To verify vNUMA status in a GUI, check if the VM has a vNUMA badge in the OKD web console. Go to VirtualMachines → VirtualMachine details, and check either the Overview or the Configuration tabs.

Disabling the hot plug capability for VMs

Hot plugging is the ability to add resources like memory or CPU dynamically to a VM while it is running.

Default OKD Virtualization hot plug multipliers can cause VMs to request an excessive number of sockets. For example, if your VM requests 10 sockets, the default hot plug behavior multiplies this by 4, which means that the total request is 40 sockets. This can exceed the recommended CPUs supported by the Kernel-based Virtual Machine (KVM), which can cause deployment failures.

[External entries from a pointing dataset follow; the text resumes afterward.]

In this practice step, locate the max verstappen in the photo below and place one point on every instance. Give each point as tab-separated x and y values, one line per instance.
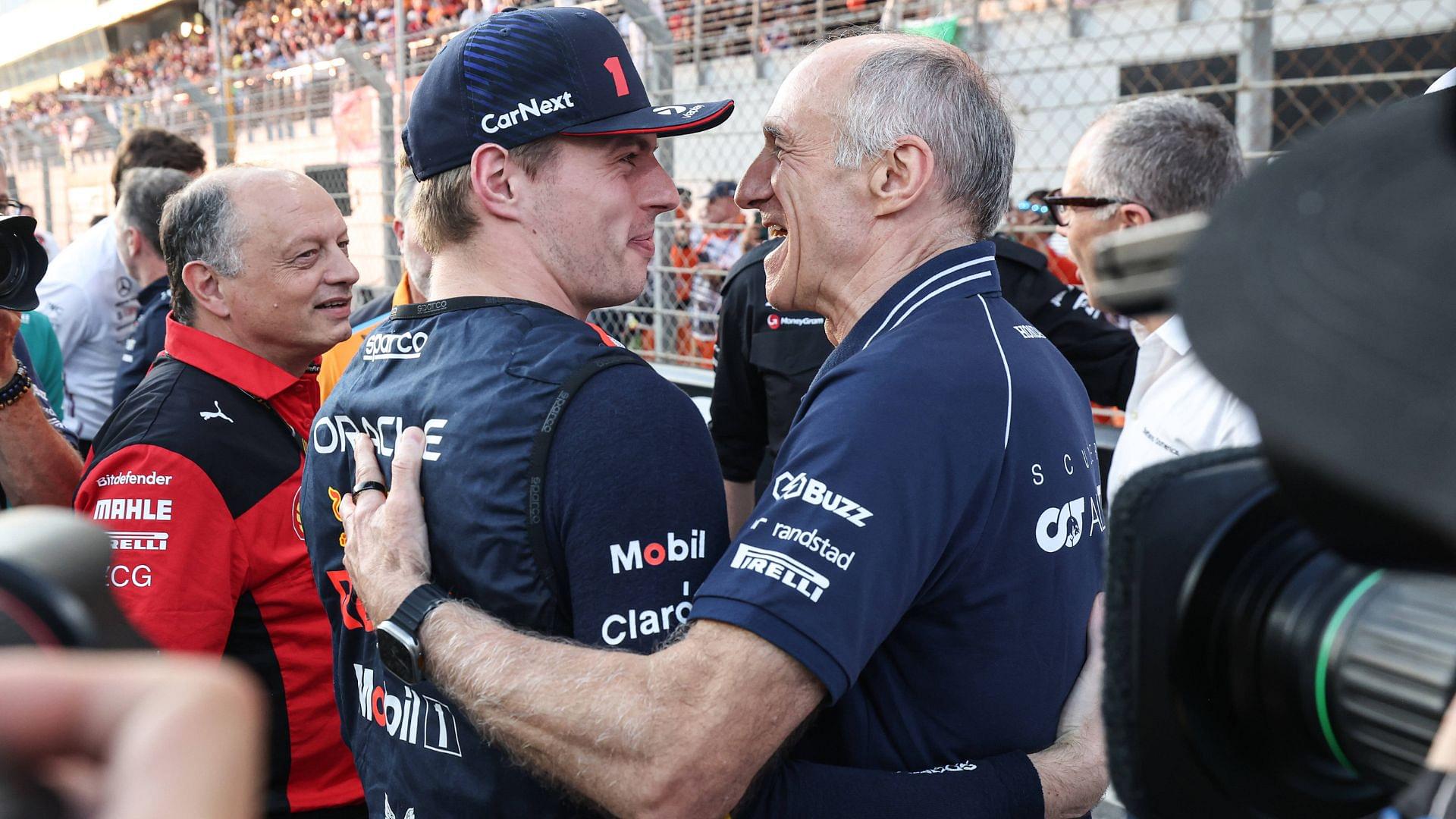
197	472
532	137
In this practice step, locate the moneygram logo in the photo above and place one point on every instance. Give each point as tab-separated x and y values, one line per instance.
800	485
1060	526
382	346
637	556
783	569
410	717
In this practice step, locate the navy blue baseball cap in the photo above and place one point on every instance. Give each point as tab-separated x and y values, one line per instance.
530	74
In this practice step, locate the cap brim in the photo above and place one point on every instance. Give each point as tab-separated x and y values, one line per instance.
663	120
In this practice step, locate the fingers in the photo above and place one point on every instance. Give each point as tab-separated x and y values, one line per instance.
410	452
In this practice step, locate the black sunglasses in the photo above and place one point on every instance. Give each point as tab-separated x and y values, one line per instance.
1059	205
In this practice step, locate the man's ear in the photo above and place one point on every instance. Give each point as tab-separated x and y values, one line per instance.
207	289
902	175
497	181
1133	215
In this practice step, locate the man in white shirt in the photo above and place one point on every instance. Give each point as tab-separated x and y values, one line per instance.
1142	161
89	297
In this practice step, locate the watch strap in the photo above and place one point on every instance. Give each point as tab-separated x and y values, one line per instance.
419	604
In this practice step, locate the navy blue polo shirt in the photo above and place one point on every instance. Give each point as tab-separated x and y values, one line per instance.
932	539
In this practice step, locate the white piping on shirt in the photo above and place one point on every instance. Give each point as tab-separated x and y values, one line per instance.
1005	441
922	286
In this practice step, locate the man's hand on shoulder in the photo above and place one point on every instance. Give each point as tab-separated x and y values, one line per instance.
386	550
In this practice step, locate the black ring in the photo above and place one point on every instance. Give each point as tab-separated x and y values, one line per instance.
367	485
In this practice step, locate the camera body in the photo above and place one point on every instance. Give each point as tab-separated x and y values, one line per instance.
22	264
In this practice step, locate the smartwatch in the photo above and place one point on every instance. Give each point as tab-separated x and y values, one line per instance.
400	635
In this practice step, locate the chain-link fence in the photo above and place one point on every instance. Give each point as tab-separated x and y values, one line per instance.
1279	69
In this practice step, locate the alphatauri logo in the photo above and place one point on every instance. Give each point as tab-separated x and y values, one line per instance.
1060	525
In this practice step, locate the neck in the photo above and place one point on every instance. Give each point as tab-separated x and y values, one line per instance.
843	300
290	362
479	267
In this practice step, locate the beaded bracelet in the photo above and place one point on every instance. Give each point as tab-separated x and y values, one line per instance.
17	387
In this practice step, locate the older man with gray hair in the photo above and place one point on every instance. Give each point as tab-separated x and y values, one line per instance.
139	246
197	472
924	570
1139	162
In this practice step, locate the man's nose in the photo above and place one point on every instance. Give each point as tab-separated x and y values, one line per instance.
756	186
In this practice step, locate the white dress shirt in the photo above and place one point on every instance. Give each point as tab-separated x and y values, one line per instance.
1175	409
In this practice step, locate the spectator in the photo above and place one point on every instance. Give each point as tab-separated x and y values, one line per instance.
139	245
414	283
1144	161
89	297
718	248
924	598
207	458
529	232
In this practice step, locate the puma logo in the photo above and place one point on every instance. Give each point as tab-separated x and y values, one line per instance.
218	414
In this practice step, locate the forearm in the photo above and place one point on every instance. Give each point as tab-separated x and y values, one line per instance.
36	465
740	504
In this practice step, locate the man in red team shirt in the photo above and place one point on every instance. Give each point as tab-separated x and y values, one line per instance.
197	472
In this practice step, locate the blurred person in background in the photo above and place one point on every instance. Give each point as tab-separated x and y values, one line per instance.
197	472
414	283
715	253
38	460
134	735
1139	162
89	297
139	245
1030	222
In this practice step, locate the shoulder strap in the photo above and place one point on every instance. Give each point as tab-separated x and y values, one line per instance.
536	472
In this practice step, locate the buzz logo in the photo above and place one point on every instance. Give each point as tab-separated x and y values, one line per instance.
523	111
655	554
800	485
411	717
1060	526
783	569
383	346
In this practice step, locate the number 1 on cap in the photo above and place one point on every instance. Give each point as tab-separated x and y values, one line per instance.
613	67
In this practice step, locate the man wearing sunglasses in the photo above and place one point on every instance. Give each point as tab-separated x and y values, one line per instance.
1144	161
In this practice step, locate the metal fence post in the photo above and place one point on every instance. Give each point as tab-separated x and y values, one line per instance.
1256	98
386	150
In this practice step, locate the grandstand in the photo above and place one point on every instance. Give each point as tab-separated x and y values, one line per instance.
322	85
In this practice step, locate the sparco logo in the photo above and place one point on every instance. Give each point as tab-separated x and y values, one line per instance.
808	490
492	123
783	569
395	346
654	554
413	717
1060	526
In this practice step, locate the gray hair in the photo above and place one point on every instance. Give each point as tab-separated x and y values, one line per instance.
143	193
938	93
200	223
1172	155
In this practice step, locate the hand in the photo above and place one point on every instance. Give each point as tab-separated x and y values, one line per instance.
1074	770
386	548
137	735
9	328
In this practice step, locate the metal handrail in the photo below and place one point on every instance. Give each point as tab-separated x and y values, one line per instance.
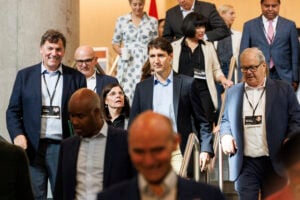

You can keep VM resource requests aligned with NUMA and optimize performance for resource-intensive workloads by disabling the VM’s default hot plug capability.

Disabling the CPU hot plug by instance type

As a cluster administrator, you can disable the CPU hot plug by instance type. This is the recommended approach to standardize VM configurations and ensure NUMA-aware CPU allocation without hot plugs for specific instance types.

When a VM is created by using an instance type where the CPU hot plug is disabled, the VM inherits these settings and the CPU hot plug is disabled for that VM.

Prerequisites

You have installed the OpenShift CLI (oc).

Procedure

Create a YAML file for a VirtualMachineClusterInstancetype custom resource (CR). Add a maxSockets spec to the instance type that you want to configure.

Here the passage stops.